Отец докурил сигару и выбросил окурок в песок. Он явно думал над моими словами, и только после того, как раздался скрип форточки на втором этаже спальни Роси, он сказал:

– Я думаю, она оценит то, что ты для нее делаешь… Одно ясно  – ей не все равно, – отец кивком указал мне на окно второго этажа. Она все слышала? Или это проделки ветра?..

Мы с отцом прошлись ещё немного по берегу, и вернулись каждый в свою комнату, пытаясь поспать.


11:22. День спустя.

По пути в Чикаго


Сутки молчания от Рослин я пережил стойко. Не спорю, было тяжело! Но я старался не преследовать ее – не хотел давить своим присутствием. На следующее утро, мы собрались в дорогу неожиданно быстро, причем мне уговаривать Рослин не пришлось. Она молча собрала скромную сумку из тех вещей, что мы приобрели ей попутно в Кастильончелло. Не знаю кто сообщил ей, что сегодня мы собираемся домой, но она стояла у парадной двери одна из первых. Я привычно заговорил с ней позабыв о ссоре, она ответила мне нехотя, что-то вроде «и тебе доброе» и вышла из дома, направившись с сумкой к машине.

Всю дорогу до Пизы, отец пытался сгладить между нами затянувшуюся тишину – если бы отца здесь не было, я говорил бы с ней без умолку; говорил, говорил и говорил, лишь бы вывести ее на диалог! Пусть с ругательствами, криками и общими претензиями, но это уже не молчание! Объяснять отцу всю суть нашей ситуации не было смысла, я включил тихо радио и приятный женский голос окутал собой салон авто.

Я думал о нашем последнем разговоре с ней, который состоялся за день до разоблачения моей авантюры с женитьбой. Роси листала потрепанный семейный альбом, а я пытался вспомнить, кто из моих многочисленных родственников изображен на фото. Я рассказывал ей о разных семейных историях, традициях и любовных трагедиях, и она вдруг тоже разоткровенничалась со мной. Я прислушался внимательнее. Она стала пронзительной в своей правде:

– У меня на сердце такая боль… Даже не так, не боль. Мне не хватает слов чтобы подобрать нужное. Это как… – Роси теребила пальцами низ кофты, наверное, подумал я, ее это успокаивает, – вот когда осьминог выпускает свои чернила, так и у меня на сердце… Оно все запятнано черной горечью, смутой и недоверием. Оно все впитывает и впитывает, как губка, а назад вытолкать эту мерзость не в силах. Поэтому, просветов радости оно не замечает за этими пятнами. Теперь ты понимаешь меня, Фреди?.. Я ищу подвох во всем. Я не вижу обычной радости.

Уже будучи в аэропорту, когда мы забрали наши вещи из багажной ленты, Рослин подошла ко мне и едва слышно сказала:

– Так уж и быть, я не боюсь испробовать себя в роли жены, пусть и бутафорской! Возможно, случай научит меня придавать смысл всему. Может, я стану менее уязвимой. Но, сеньор Макалузо, это ещё не значит, что я на вас не злюсь!

Я приободряюще погладил ее по щеке тыльной стороной ладони, целуя в макушку:

– Взгляни на меня, ты живёшь теперь свободно, милая. И если что-то тебя тревожит или пойдет не так – приди ко мне и мы вдвоем как-нибудь справимся с этим, поверь. Вот он я – твой муж. Договорились?

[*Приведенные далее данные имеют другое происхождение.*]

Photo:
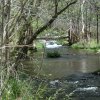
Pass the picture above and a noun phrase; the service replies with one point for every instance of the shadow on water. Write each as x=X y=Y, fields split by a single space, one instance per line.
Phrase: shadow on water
x=70 y=62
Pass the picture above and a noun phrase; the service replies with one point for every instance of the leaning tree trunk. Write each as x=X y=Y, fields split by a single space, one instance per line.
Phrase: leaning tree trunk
x=34 y=35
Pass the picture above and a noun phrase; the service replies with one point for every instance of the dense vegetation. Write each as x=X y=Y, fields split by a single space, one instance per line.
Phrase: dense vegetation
x=23 y=21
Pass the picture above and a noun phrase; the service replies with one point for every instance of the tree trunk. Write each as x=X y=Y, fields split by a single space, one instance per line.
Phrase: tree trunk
x=97 y=16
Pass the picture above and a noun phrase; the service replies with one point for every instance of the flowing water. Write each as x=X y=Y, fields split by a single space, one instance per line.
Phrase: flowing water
x=70 y=62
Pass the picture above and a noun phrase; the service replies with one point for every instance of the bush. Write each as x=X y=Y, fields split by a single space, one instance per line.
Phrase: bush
x=54 y=54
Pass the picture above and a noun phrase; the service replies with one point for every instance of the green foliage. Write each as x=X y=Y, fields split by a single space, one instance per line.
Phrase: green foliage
x=17 y=89
x=54 y=54
x=87 y=45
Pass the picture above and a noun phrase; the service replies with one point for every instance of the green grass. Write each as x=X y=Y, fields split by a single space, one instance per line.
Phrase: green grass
x=31 y=89
x=89 y=46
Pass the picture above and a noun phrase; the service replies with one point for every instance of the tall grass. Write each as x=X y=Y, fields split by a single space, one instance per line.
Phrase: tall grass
x=87 y=45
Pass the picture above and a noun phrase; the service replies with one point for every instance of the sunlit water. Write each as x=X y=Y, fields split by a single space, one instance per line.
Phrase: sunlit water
x=70 y=62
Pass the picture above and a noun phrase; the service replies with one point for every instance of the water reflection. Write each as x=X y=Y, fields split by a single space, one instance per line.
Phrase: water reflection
x=71 y=62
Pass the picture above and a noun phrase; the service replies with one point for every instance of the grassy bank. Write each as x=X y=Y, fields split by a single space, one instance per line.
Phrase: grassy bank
x=27 y=88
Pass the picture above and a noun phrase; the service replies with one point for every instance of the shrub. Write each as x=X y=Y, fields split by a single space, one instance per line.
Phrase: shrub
x=54 y=54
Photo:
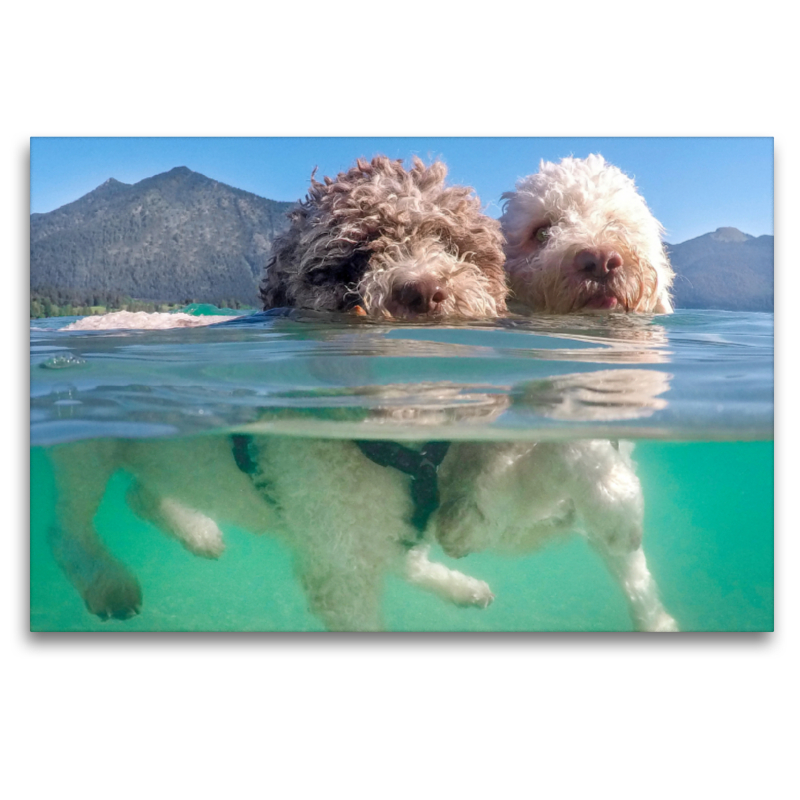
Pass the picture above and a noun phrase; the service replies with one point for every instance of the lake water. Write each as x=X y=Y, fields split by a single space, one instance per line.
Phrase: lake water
x=693 y=390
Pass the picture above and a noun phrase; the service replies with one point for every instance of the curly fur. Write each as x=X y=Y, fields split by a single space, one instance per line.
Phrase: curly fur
x=360 y=239
x=580 y=237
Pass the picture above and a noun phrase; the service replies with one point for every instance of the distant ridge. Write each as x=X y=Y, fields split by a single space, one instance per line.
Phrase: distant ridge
x=171 y=237
x=180 y=235
x=726 y=269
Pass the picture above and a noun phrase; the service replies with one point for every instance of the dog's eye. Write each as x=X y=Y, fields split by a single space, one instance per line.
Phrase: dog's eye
x=541 y=233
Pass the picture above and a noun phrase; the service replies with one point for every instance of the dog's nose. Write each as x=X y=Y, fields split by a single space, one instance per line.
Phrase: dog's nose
x=598 y=263
x=420 y=297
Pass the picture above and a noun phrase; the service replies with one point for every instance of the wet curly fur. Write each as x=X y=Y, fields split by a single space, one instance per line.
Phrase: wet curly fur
x=580 y=237
x=397 y=242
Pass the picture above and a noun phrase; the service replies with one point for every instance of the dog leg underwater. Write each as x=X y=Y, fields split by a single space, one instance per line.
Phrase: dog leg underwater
x=609 y=497
x=82 y=471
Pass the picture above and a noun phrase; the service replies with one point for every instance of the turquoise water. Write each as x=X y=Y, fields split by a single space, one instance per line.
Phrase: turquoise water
x=694 y=391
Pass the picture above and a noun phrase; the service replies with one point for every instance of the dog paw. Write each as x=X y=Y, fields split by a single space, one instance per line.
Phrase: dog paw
x=660 y=623
x=472 y=592
x=665 y=624
x=114 y=594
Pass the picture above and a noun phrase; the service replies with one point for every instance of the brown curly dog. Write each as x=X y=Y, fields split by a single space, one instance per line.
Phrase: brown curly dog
x=391 y=242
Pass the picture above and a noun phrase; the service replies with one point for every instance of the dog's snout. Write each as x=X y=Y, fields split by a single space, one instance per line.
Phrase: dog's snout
x=598 y=263
x=421 y=296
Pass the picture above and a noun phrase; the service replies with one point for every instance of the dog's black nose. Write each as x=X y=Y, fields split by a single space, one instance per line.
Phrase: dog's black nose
x=420 y=297
x=598 y=263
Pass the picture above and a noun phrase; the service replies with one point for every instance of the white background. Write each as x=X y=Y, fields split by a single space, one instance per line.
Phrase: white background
x=394 y=716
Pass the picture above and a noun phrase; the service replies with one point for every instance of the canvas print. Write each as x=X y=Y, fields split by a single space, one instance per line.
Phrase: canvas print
x=402 y=384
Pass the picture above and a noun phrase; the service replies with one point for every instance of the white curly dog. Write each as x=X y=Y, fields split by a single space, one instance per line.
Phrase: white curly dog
x=577 y=230
x=580 y=238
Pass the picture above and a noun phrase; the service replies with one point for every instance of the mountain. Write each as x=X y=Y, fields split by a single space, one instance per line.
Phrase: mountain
x=180 y=236
x=172 y=237
x=726 y=269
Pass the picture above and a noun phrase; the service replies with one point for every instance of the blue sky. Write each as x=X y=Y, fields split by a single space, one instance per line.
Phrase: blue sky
x=693 y=185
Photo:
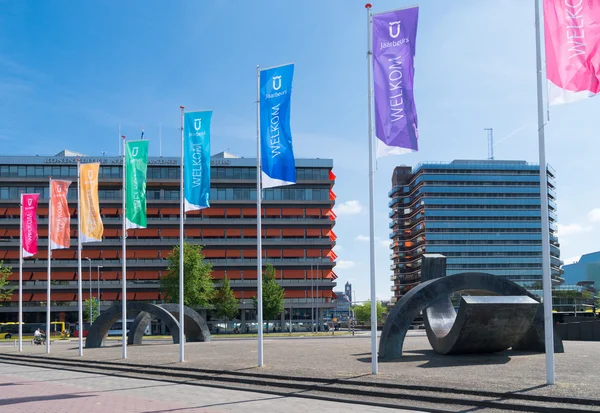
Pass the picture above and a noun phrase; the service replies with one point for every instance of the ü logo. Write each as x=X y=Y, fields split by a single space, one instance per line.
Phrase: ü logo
x=395 y=29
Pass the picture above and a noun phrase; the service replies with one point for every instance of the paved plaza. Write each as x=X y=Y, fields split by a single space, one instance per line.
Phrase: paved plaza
x=348 y=357
x=26 y=389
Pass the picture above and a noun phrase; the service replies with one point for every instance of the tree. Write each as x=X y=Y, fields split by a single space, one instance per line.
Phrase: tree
x=226 y=305
x=538 y=285
x=95 y=309
x=5 y=292
x=198 y=287
x=272 y=296
x=363 y=312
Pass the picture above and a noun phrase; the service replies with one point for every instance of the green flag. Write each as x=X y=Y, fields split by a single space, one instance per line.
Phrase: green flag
x=136 y=160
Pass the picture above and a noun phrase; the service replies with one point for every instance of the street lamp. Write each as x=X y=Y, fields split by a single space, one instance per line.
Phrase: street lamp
x=90 y=262
x=99 y=266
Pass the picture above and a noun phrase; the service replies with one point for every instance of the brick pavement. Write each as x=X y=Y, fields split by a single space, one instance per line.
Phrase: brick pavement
x=26 y=389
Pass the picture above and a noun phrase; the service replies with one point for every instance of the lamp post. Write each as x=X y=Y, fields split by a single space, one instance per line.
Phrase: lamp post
x=90 y=264
x=99 y=266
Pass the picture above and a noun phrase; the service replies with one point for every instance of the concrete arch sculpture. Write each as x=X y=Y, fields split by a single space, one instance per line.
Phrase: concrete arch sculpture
x=100 y=327
x=195 y=327
x=449 y=332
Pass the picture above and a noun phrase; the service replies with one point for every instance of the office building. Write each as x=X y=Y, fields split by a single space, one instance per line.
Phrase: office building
x=484 y=216
x=297 y=234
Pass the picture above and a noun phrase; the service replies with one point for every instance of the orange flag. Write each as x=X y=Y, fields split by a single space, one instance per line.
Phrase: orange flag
x=60 y=224
x=89 y=207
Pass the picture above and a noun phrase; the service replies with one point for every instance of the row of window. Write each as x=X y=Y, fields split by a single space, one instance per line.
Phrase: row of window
x=484 y=242
x=216 y=194
x=154 y=172
x=490 y=218
x=494 y=254
x=490 y=230
x=497 y=266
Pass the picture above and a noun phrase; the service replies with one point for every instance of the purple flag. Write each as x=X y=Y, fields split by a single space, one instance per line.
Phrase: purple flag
x=394 y=44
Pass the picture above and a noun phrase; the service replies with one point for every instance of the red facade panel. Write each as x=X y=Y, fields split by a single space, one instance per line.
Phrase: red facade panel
x=248 y=212
x=213 y=212
x=293 y=232
x=293 y=253
x=233 y=232
x=292 y=212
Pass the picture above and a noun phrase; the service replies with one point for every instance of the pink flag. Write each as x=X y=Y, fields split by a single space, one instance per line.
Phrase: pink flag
x=572 y=32
x=29 y=224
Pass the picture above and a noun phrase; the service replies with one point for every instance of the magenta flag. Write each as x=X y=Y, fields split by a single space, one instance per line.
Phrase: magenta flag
x=394 y=45
x=572 y=32
x=29 y=233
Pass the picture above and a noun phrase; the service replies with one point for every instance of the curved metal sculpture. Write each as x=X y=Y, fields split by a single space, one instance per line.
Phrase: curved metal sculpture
x=448 y=332
x=100 y=328
x=195 y=327
x=482 y=325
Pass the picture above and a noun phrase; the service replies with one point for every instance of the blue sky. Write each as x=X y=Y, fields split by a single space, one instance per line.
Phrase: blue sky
x=70 y=72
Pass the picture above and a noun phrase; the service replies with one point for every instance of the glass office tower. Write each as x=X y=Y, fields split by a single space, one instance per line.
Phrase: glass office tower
x=484 y=216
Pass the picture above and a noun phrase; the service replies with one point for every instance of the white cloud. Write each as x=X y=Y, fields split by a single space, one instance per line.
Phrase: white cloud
x=344 y=264
x=571 y=260
x=572 y=229
x=348 y=208
x=594 y=215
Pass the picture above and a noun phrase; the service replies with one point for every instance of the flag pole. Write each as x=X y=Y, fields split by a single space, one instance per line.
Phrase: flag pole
x=124 y=256
x=374 y=367
x=259 y=320
x=79 y=292
x=49 y=265
x=181 y=248
x=546 y=273
x=21 y=276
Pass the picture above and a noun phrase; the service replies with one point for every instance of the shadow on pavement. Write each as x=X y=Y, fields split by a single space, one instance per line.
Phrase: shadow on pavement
x=29 y=399
x=434 y=360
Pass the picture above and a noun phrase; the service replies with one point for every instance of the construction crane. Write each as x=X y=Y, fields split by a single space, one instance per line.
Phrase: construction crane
x=490 y=132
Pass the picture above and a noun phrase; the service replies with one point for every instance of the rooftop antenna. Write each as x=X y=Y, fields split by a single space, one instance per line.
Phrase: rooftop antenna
x=490 y=132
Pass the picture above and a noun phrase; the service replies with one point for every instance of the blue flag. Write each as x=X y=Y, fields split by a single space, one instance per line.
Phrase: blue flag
x=196 y=171
x=277 y=152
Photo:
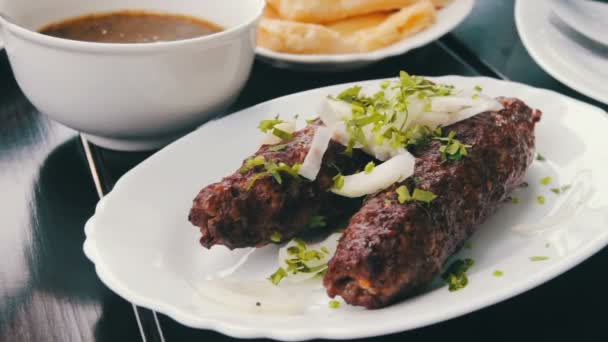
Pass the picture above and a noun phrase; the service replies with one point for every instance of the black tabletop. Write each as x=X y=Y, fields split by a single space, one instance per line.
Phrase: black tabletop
x=51 y=180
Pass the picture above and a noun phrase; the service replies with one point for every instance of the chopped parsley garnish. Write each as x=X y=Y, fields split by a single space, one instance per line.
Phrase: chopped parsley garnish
x=455 y=276
x=277 y=276
x=338 y=181
x=270 y=168
x=281 y=134
x=452 y=149
x=423 y=196
x=302 y=260
x=276 y=237
x=539 y=258
x=370 y=167
x=561 y=189
x=317 y=221
x=403 y=195
x=385 y=119
x=267 y=125
x=277 y=148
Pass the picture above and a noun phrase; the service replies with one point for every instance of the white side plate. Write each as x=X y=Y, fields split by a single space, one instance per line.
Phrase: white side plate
x=145 y=249
x=448 y=18
x=562 y=52
x=587 y=17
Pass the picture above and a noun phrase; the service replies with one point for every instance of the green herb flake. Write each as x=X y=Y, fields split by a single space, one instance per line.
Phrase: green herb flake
x=338 y=181
x=276 y=237
x=370 y=167
x=281 y=134
x=252 y=163
x=317 y=221
x=277 y=276
x=539 y=258
x=277 y=148
x=271 y=168
x=561 y=189
x=403 y=194
x=333 y=304
x=455 y=276
x=267 y=125
x=423 y=196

Рослин впервые за весь день улыбнулась, и мне показалось, что в этот момент она оставила невидимый груз прошлого; затем демонстративно протянула мне свою сумку и, довольно напевая незнакомые мне строчки, она невозмутимо двинулась дальше:

– Оставляя после себя обещания, моя любовь, ты все еще здесь…


>*Омерта – кодекс чести мафии, запрет на разглашение сведений о любой преступной деятельности.


8. Коллекционер


После прилёта домой до полуночи я не сомкнул глаз. Снег кружился за окном нашего с Рослин небольшого дома, умиротворяющая картина никак не влияла на мое общее состояние взвинченности. Оно появилось с тех пор, как я узнал о тайне Роси, и теперь мне покоя не давал не сам факт истории, а то, что из-за возможного разоблачения погиб мой лучший друг! Безусловно, Джо что-то узнал, нарыл, за что и поплатился. Если это так, этому человеку до сих пор важна его репутация; значит он до сих пор действующее лицо и подмоченное доброе имя ему ни к чему.